# Kenya Constitution AI Agent – Business Understanding

## Project Context
The Kenyan Constitution of 2010 is a comprehensive legal document that governs the country's laws and citizens' rights. However, it is long, complex, and written in legal language that can be difficult for the general population, especially youths, to understand. 

Accessing relevant information quickly can be challenging, making it difficult for citizens to exercise their rights or comply with legal obligations.

## Business Problem
*Problem Statement:*  
Citizens, especially young people, need an accessible way to understand and query the Kenyan Constitution in everyday language. Traditional legal consultation is expensive, and reading the full document is time-consuming.

*Objective:*  
Develop an AI agent that uses Natural Language Processing (NLP) to understand user queries and provide relevant answers from the Constitution. The agent should:

- Accept questions in *English and Kiswahili*.
- Return accurate, understandable answers.
- Quote the specific article/section from the Constitution for credibility.

*Stakeholders:*  
- Kenyan youths (primary users)
- NGOs and civic education organizations
- Government institutions promoting civic engagement

## Expected Impact
- *Empowerment:* Citizens can better understand their rights and duties.
- *Accessibility:* Reduces reliance on legal experts for basic constitutional questions.
- *Scalability:* The system can be deployed online and integrated via API for wider use.

## Key Considerations
- Language support (English + Kiswahili)
- Handling legal jargon
- Accurate referencing of articles/chapters
- Efficient query handling for fast responses

 # Data Understanding

## Overview of the Data
For this project, our data sources are:

1. *English version of the Kenyan Constitution (2010)*  
   - Source: [The Constitution of Kenya 2010 PDF](Data/The_Constitution_of_Kenya_2010.pdf)  
   - Contains all chapters, articles, and legal provisions in English.  
   - Needs text extraction and cleaning to convert it into a structured format for NLP.

2. *Kiswahili version of the Kenyan Constitution*  
   - Source: [Kielelezo_Pantanifu_cha_Katiba_ya_Kenya.pdf](Data/Kielelezo_Pantanifu_cha_Katiba_ya_Kenya.pdf)  
   - Same content as the English version, translated into Kiswahili.  
   - Requires extraction, cleaning, and alignment with the English dataset.

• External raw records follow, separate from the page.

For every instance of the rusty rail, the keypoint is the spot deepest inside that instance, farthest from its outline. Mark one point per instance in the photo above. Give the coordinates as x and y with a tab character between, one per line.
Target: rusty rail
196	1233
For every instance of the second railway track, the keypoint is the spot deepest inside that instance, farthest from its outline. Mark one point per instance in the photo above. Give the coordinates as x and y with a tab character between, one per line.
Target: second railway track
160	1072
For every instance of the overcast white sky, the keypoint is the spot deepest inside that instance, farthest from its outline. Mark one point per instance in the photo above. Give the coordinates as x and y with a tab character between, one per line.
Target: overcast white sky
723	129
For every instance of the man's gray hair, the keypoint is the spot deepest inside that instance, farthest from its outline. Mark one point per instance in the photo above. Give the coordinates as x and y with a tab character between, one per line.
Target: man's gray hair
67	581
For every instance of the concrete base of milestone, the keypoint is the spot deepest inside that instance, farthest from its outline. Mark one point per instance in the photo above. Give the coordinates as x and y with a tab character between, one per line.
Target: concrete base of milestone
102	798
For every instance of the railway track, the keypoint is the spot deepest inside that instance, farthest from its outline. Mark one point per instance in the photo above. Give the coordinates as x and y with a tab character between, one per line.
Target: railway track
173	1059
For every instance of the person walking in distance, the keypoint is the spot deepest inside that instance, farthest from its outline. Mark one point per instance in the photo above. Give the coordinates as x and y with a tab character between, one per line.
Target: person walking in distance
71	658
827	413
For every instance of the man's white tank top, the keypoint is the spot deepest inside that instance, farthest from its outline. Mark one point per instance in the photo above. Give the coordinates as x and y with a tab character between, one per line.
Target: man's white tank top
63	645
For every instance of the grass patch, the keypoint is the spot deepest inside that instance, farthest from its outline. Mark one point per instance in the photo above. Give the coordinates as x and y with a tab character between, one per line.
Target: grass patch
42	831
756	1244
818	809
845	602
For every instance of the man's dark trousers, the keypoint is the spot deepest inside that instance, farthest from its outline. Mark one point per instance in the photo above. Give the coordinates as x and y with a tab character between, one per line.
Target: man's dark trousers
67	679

*Purpose of Using Both Languages:*  
- Enable the AI agent to respond to user queries in *English* or *Kiswahili*.  
- Improve accessibility and inclusivity for all Kenyan citizens.  

## Data Structure
After preprocessing, the expected data structure is:

| Article/Section | Text (English) | Text (Kiswahili) |
|-----------------|----------------|-----------------|
| Article 1       | Text content   | Swahili content |
| Article 2       | Text content   | Swahili content |
| ...             | ...            | ...             |

*Notes:*  
- Each row corresponds to an *article* or *clause*.  
- This will allow the NLP model to retrieve relevant sections when users ask questions.  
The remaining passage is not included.